Out of the mists of romance which envelop the earlier explorers of the Pacific Coasts appear the forms of Cabrillo and Vizcaino, the first historic visitors to Southern California.
It may be that Francisco de Ulloa had in 1539 gained from the Pacific a glimpse of the land, or that Hernando de Alarçon from the Gila country saw the plain of Los Angeles in 1540. Sure it is that Cabrillo in 1542, and Vizcaino in 1603 visited San Diego and San Pedro, the port of Los Angeles. The latter landed at San Diego, seeking a suitable port for ships engaged in trade with the Philippines, dug wells, and erected a church tent for three friars who were of the party, and then for 166 years this "fair land without snow" drops out of history. It is left to its Indian residents, left treasuring its resources for future generations, for new peoples.
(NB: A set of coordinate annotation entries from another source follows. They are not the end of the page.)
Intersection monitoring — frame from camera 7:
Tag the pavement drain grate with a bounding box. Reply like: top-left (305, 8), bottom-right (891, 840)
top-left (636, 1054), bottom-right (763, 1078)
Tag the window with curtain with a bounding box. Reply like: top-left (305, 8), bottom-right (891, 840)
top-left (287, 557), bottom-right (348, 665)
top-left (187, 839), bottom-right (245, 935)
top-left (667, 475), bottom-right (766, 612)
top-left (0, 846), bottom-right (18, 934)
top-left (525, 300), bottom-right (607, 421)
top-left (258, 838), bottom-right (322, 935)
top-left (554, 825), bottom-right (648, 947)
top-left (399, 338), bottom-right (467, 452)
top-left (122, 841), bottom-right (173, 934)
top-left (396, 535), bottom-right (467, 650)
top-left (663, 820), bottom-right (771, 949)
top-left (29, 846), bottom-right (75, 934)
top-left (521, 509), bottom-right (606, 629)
[ SAN DIEGO MISSION. FOUNDED 1769.]
In 1769 came Junípero Serra—saint, hero, and Franciscan father. In him the romance of missionary enterprise finds embodiment; with him and his missions the colonization of Alta California began. The missions in the peninsula of Lower California were, by the expulsion of the Jesuits in 1767, left in charge of the Franciscans, and Serra's burning zeal for the conversion of the Indians led him to urge the prosecution of a long-cherished plan of the Government. This was to provide the Manila ships with good ports on the northwest coasts and to promote settlements there. There was a union of spiritual and physical forces—soldiers under the military government of Portolá co-operating with the missionaries under Serra. Four expeditions, two proceeding by sea and two by land, were reunited at San Diego, where, on July 16th, the noble missionary dedicated the first mission in Alta California. It was but two years later that the Mission San Gabriel Arcangel was founded, with solemn chants of Veni, Creator Spiritus and Te Deum Laudamus, and in the presence of many Indians. Serra, who had entered in a litter the land of promise where his zeal and courage were to accomplish so much, had already traveled toward San Francisco, crossing mountain and desert on foot, and establishing the Mission of San Carlos. The missions were firmly organized and devoutly conducted, and there were eighteen of them by the end of the century. Forty padres had gathered in these first industrial training-schools a population of 13,500 converted Indian neophytes, to whom they had taught the arts of civilization.